If in the US the price of a basket of goods is one dollar, and in Europe an identical basket of goods is sold for 2 euros then the rate of exchange between the US dollar and the euro must be two euros per one dollar.

The Money Supply and Purchasing Power

An important factor in setting the purchasing power of money is the supply of money. If over time the rate of growth in the US money supply exceeds the rate of growth of the European money supply, all other things being equal, this will put pressure on the US dollar.

Since a price of a good is the amount of money per good, this now means that the prices of goods in dollar terms will increase faster than prices in euro terms, all other things being equal.

Price Changes Do Not Occur All at Once, or Evenly

Changes in a local money supply affect its general purchasing power with a time lag, and this means that changes in relative money supply affect the currency rate of exchange also with a time lag.

When money is injected into the economy it starts with a particular market before it goes to other markets. This is the reason for the lag.

When it enters a particular market it pushes the price of a good in this market higher. More money is spent on given goods than before.

This in turn means that past and present information about the money supply can be employed in ascertaining likely future moves in the currency rate of exchange.

The Demand for Money

Another important factor in driving the purchasing power of money and the currency rate of exchange is the demand for money. For instance, with an increase in the production of goods the demand for money will follow suit.

The demand for the services of the medium of exchange will increase since more goods must now be exchanged. As a result, for a given supply of money, the purchasing power of money will increase. Less money will be chasing more goods now.

Various factors, such as the interest rate differential, can cause a deviation of the currency rate of exchange from the level dictated by relative purchasing power.

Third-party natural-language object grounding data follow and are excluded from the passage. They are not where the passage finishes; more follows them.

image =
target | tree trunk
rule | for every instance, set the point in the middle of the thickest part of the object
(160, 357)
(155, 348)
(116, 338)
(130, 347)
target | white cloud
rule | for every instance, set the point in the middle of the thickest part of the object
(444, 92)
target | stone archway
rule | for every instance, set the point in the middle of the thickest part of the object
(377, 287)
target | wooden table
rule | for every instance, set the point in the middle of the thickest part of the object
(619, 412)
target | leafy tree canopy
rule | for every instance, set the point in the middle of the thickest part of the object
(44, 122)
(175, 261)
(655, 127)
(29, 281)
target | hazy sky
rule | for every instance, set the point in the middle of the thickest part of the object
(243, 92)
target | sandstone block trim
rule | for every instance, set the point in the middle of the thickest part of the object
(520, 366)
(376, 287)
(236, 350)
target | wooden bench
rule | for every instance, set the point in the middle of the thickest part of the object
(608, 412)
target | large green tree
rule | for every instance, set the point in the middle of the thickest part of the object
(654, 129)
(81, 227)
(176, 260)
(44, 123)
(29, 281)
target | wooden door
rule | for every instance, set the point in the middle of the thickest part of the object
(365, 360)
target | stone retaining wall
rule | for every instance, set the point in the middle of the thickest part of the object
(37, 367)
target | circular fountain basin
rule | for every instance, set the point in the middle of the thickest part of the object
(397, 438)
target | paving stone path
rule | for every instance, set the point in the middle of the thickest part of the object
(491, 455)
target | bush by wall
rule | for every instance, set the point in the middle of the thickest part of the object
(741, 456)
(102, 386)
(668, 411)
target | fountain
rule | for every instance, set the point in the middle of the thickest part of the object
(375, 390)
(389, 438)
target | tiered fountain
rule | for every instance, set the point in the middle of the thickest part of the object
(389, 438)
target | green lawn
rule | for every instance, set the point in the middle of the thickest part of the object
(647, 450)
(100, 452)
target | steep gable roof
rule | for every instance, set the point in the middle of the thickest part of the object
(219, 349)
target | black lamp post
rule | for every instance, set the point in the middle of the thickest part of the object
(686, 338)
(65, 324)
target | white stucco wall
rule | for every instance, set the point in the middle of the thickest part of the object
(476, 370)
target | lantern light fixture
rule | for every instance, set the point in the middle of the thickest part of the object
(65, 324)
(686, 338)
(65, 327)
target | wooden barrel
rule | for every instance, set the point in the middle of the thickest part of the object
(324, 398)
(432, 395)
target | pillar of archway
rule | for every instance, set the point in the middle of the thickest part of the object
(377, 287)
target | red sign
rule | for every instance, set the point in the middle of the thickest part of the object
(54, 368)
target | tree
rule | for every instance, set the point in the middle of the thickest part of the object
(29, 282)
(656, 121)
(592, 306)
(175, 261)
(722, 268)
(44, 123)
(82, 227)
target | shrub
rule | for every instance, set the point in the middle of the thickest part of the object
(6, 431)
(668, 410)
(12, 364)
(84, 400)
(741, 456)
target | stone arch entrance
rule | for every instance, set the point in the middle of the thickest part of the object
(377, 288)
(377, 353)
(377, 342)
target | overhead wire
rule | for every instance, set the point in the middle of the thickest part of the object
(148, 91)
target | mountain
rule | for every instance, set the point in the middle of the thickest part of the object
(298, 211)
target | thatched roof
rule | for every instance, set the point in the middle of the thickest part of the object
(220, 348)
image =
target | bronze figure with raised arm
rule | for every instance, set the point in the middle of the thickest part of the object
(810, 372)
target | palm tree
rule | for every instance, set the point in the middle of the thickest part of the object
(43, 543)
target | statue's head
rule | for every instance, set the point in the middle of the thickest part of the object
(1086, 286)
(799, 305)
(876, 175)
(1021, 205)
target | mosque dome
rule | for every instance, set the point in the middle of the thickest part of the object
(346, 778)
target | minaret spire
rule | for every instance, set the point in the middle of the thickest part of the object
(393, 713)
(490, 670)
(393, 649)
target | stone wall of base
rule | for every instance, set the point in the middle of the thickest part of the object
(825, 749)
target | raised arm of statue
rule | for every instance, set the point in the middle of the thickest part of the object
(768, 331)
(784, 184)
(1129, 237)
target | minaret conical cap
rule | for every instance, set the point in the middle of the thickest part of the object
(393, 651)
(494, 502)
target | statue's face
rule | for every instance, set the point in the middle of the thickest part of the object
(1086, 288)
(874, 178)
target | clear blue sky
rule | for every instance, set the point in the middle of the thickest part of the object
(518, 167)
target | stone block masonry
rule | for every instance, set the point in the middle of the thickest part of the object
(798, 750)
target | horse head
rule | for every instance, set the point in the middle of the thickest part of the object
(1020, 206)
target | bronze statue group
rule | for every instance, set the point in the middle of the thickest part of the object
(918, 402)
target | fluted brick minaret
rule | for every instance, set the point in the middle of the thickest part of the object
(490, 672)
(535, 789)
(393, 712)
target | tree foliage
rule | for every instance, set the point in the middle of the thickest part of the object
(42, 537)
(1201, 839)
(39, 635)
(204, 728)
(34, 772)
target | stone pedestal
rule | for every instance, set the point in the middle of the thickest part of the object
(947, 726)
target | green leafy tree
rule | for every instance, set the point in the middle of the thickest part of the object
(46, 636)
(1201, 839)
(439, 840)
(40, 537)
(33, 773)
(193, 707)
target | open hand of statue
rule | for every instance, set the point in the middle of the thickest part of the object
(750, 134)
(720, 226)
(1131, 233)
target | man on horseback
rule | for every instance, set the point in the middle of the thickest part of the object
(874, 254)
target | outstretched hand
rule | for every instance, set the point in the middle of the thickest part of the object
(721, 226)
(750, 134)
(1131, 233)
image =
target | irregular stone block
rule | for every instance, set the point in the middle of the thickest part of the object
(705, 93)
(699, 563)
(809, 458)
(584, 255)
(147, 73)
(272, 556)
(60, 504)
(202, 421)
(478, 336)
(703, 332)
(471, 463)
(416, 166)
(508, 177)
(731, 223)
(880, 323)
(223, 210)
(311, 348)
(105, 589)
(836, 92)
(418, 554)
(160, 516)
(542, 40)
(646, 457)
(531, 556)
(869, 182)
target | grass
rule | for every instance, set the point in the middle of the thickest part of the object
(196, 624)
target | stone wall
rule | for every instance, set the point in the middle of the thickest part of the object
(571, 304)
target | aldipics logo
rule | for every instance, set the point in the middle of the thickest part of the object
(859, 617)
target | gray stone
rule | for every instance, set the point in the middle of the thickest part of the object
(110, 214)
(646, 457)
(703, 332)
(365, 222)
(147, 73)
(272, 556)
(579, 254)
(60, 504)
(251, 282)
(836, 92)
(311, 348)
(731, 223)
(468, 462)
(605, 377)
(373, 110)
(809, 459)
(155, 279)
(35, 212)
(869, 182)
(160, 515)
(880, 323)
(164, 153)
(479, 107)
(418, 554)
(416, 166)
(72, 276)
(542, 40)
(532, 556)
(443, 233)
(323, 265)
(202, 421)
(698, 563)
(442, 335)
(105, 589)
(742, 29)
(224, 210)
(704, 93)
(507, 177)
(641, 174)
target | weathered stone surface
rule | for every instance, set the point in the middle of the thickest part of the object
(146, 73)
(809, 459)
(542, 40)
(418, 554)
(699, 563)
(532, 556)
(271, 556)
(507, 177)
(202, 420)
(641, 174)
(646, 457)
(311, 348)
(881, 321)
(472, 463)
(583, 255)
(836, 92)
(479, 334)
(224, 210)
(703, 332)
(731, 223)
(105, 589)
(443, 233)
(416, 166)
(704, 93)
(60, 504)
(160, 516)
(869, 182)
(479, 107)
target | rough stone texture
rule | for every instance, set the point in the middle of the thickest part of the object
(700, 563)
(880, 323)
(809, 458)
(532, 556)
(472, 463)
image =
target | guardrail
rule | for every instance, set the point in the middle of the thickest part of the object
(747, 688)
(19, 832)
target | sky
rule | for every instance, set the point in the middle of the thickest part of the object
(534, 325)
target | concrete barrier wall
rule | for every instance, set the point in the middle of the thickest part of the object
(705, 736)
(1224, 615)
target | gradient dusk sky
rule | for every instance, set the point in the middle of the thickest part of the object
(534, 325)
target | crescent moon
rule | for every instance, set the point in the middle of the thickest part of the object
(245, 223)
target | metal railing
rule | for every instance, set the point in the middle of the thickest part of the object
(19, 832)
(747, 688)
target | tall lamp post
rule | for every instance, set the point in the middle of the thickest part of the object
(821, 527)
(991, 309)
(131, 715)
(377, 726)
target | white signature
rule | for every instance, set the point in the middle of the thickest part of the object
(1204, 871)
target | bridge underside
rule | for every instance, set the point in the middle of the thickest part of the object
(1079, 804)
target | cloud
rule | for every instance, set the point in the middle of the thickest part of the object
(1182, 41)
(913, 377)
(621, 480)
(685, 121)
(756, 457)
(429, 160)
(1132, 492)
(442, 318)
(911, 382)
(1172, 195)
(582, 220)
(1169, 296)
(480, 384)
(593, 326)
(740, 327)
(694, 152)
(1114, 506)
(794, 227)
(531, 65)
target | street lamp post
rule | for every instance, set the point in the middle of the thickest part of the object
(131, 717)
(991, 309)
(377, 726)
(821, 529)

Such deviations, however, will set corrective forces in motion.

The Role of Central Banks

We saw earlier that if the price of a basket of goods in the US is one dollar and in Europe two euros, then according to the purchasing power framework the currency rate of exchange should be one dollar for two euros.

But, let us now say that the Fed raises its policy interest rate while the European central bank keeps its policy rate unchanged.

As a result of the widening in the interest rate differential between the US and the euro zone, the resulting increase in the demand for dollars pushes the exchange rate in the market toward one dollar for three euros.

This means that the dollar is now overvalued when compared to the relative purchasing power of the dollar versus the euro.

Demand for a Currency Is Affected by Attempts to Gain from Arbitrage

As long as this situation endures, it will pay to sell the basket of goods for dollars, then exchange dollars for euros, and then buy the basket of goods with euros — thus making a clear arbitrage gain. For example, individuals could sell a basket of goods for one dollar, exchange the one dollar for three euros, and then exchange three euros for 1.5 baskets, gaining 0.5 of a basket of goods.

The fact that the holder of dollars will increase his/her demand for euros in order to profit from the arbitrage will then make euros more expensive in terms of dollars — pushing the exchange rate back in the direction of one dollar for two euros. An arbitrage will always be set in motion if the rate of exchange deviates, for whatever reasons, from the underlying rate of exchange.

All of these factors continue to affect the relative value of the US dollar to the euro. Relative to the euro, however, the US dollar is growing in value as the euro declines. After closing at 5.5 percent in June 2014, the money growth differential between the US and the euro zone fell to minus 4.8 percent in February this year. This means that relative to the euro zone, US money growth has weakened significantly. From a monetary perspective, this suggests the US dollar will continue to increase in value against the euro in the months ahead, all other things being equal.